Un torse de statue polychrome a par exemple été dévoilé, ainsi que plusieurs têtes de statues, des sculptures peintes montrant que l'ancien jubé avait pour thème la Passion du Christ. Dans le caveau du chanoine de la Porte, des éléments sculptés et peints en remploi ont également été trouvés.
En étudiant les fragments découverts, les experts seront également capables d'estimer ce qui pourrait être encore enfoui. Une reconstitution, même partielle, pourra aussi voir le jour.
Des secrets enfouis à jamais?
À côté de ces objets chargés d'histoire, les archéologues ont mis en lumière un radier, c'est-à-dire une plateforme sur laquelle était posés plusieurs autres éléments, datés entre le 14e et le 16e siècle. Il reposait sur plusieurs strates de sol différentes, construits en un mortier de sable et de chaux, une mine d'informations de l'époque médiévale à nos jours.

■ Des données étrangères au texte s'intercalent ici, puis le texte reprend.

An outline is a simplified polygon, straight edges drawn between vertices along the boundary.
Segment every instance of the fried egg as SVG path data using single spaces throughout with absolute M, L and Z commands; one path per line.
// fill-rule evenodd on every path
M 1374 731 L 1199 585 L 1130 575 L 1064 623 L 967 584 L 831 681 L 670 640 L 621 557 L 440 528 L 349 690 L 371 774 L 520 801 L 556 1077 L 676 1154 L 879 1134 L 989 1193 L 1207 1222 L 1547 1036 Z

C'est le premier élément qui a été révélé au grand jour lors de ces fouilles, avec les calorifères, des conduites de chauffage en brique installées par Eugène Viollet-le-Duc.
Les fouilles se sont terminées le 8 avril 2022, avant le montage nécessaire à cet endroit d'un échafaudage de 100 mètres, qui a servi à l'érection de la flèche et des voûtes de la croisée. Pour ce faire, un terrassement a été fait sur une quarantaine de centimètres, rendant désormais complètement inaccessible le secteur pour des décennies, voire des centaines d'années.
"Il faut en laisser pour les générations futures!", conclut avec philosophie le président de la Société des amis de Notre-Dame Jean-Michel Leniaud.